Summary:	kube-aggregator: unavailableGauge is wrong
Product:	OpenShift Container Platform	Reporter:	Lukasz Szaszkiewicz <lszaszki>
Component:	kube-apiserver	Assignee:	Lukasz Szaszkiewicz <lszaszki>
Status:	CLOSED ERRATA	QA Contact:	Ke Wang <kewang>
Severity:	unspecified	Docs Contact:
Priority:	unspecified
Version:	4.4	CC:	aos-bugs, mfojtik, sttts, xxia
Target Milestone:	---
Target Release:	4.4.0
Hardware:	Unspecified
OS:	Unspecified
Whiteboard:
Fixed In Version:		Doc Type:	Release Note
Doc Text:	Fixed aggregator_unavailable_apiservice metric to have correct value.	Story Points:	---
Clone Of:
Clones:	1798461 (view as bug list)		Environment:
Last Closed:	2020-05-04 11:33:43 UTC	Type:	Bug
Regression:	---	Mount Type:	---
Documentation:	---	CRM:
Verified Versions:		Category:	---
oVirt Team:	---	RHEL 7.3 requirements from Atomic Host:
Cloudforms Team:	---	Target Upstream Version:
Embargoed:
Bug Depends On:
Bug Blocks:	1798461

Description Lukasz Szaszkiewicz 2020-02-05 11:52:56 UTC

unavailableGauge metric is not always set and might report incorrect values especially in an HA setup where one instance could observe and mark a service as unavailable whereas some other instance might observe it as available.
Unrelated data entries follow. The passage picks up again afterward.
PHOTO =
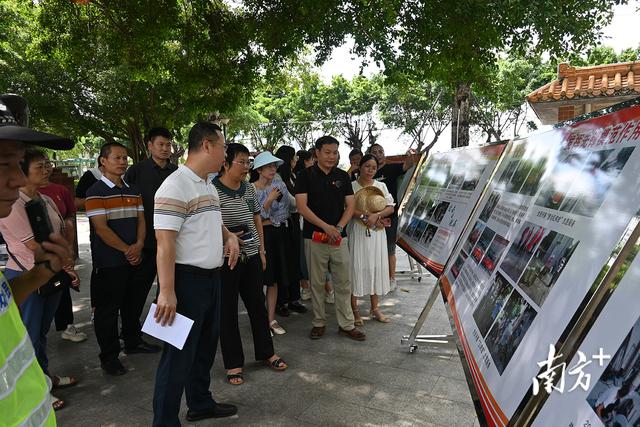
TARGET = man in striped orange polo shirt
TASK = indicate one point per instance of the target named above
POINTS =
(116, 213)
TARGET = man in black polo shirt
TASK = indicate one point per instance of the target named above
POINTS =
(116, 213)
(324, 197)
(390, 173)
(147, 176)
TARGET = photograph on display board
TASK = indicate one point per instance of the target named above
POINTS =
(429, 233)
(508, 329)
(546, 265)
(522, 249)
(491, 303)
(483, 243)
(473, 237)
(472, 177)
(581, 179)
(457, 265)
(493, 254)
(438, 212)
(492, 202)
(616, 396)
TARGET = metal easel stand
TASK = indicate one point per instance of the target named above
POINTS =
(414, 272)
(432, 341)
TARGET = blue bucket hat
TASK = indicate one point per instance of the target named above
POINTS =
(266, 158)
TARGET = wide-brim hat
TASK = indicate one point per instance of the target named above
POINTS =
(14, 122)
(266, 158)
(370, 199)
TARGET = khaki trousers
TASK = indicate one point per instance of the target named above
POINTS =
(322, 258)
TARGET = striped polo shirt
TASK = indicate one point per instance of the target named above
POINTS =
(121, 206)
(190, 205)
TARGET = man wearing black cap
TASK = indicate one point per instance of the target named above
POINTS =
(25, 397)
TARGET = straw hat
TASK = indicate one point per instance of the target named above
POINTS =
(370, 199)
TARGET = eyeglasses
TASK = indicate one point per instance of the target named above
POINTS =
(244, 163)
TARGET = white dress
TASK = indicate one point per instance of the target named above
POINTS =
(369, 258)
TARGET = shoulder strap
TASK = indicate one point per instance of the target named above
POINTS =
(14, 258)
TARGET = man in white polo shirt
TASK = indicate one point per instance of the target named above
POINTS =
(190, 235)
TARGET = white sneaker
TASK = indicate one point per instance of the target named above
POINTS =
(276, 328)
(72, 334)
(330, 298)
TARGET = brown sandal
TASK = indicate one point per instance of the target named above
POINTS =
(354, 334)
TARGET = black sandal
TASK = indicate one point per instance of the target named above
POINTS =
(277, 365)
(235, 379)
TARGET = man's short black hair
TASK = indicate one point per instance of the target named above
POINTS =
(31, 155)
(201, 131)
(325, 140)
(105, 150)
(159, 131)
(355, 152)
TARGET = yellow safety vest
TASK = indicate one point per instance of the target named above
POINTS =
(24, 389)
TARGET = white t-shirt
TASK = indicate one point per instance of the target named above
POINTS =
(190, 205)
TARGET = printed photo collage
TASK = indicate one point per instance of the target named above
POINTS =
(520, 274)
(425, 210)
(615, 398)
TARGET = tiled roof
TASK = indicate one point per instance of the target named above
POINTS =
(588, 82)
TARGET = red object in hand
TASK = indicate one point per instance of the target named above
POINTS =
(320, 237)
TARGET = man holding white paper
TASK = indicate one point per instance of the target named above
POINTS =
(190, 235)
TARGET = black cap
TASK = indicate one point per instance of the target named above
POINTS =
(14, 122)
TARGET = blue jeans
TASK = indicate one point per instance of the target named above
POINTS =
(189, 369)
(37, 314)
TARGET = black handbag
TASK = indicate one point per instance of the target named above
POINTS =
(56, 283)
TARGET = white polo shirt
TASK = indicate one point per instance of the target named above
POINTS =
(190, 205)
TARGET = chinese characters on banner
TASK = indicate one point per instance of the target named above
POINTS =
(555, 209)
(447, 187)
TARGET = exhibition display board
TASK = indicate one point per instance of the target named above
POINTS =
(446, 188)
(552, 214)
(607, 394)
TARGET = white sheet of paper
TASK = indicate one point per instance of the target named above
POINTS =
(176, 334)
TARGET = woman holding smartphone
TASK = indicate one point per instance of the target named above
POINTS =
(37, 310)
(273, 198)
(241, 215)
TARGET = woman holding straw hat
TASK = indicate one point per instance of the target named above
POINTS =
(368, 240)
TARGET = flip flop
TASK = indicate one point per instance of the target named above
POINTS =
(277, 364)
(62, 382)
(57, 404)
(235, 379)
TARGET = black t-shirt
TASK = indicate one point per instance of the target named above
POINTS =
(147, 176)
(86, 181)
(325, 195)
(389, 174)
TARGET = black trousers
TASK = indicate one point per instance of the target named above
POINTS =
(146, 275)
(293, 249)
(244, 280)
(64, 313)
(116, 290)
(189, 370)
(275, 241)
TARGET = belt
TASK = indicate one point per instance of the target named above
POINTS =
(207, 272)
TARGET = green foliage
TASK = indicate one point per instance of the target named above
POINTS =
(417, 108)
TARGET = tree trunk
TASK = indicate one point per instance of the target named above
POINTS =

That would prevent the first instance from reflecting that state since it wouldn't observe any changes

Comment 4 Ke Wang 2020-02-21 15:46:56 UTC

Verified with OCP build:
$ oc version
Client Version: v4.4.0
Server Version: 4.4.0-0.nightly-2020-02-20-203407
Kubernetes Version: v1.17.1

Verification steps,
1. Make some apiservice fail, e.g. remove openshift-apiserver by:
 $ oc patch openshiftapiserver cluster --type=json -p '[{"op": "replace", "path": "/spec/managementState", "value": "Removed"}]'
 
2. Open the prometheus UI from OCP web console, enter keyword ‘aggregator_unavailable_apiservice_count’  and Click on'Exuecte', navigate to Console tab, some unavailable apiservices will be displayed with name and count.

Another way, 
We can try to reboot one master node in terminal console with below CLI
$ master=$(oc get node | grep master | awk '{print $1}' | head -1)
$ oc debug no/$master -- chroot /host shutdown -r now

During node restarting, repeat above step Click on'Exuecte' in prometheus UI, the result will be changed. 

We can see the feature works well with PR merged OCP build.

Comment 6 errata-xmlrpc 2020-05-04 11:33:43 UTC

Since the problem described in this bug report should be
resolved in a recent advisory, it has been closed with a
resolution of ERRATA.

For information on the advisory, and where to find the updated
files, follow the link below.

If the solution does not work for you, open a new bug report.

https://access.redhat.com/errata/RHBA-2020:0581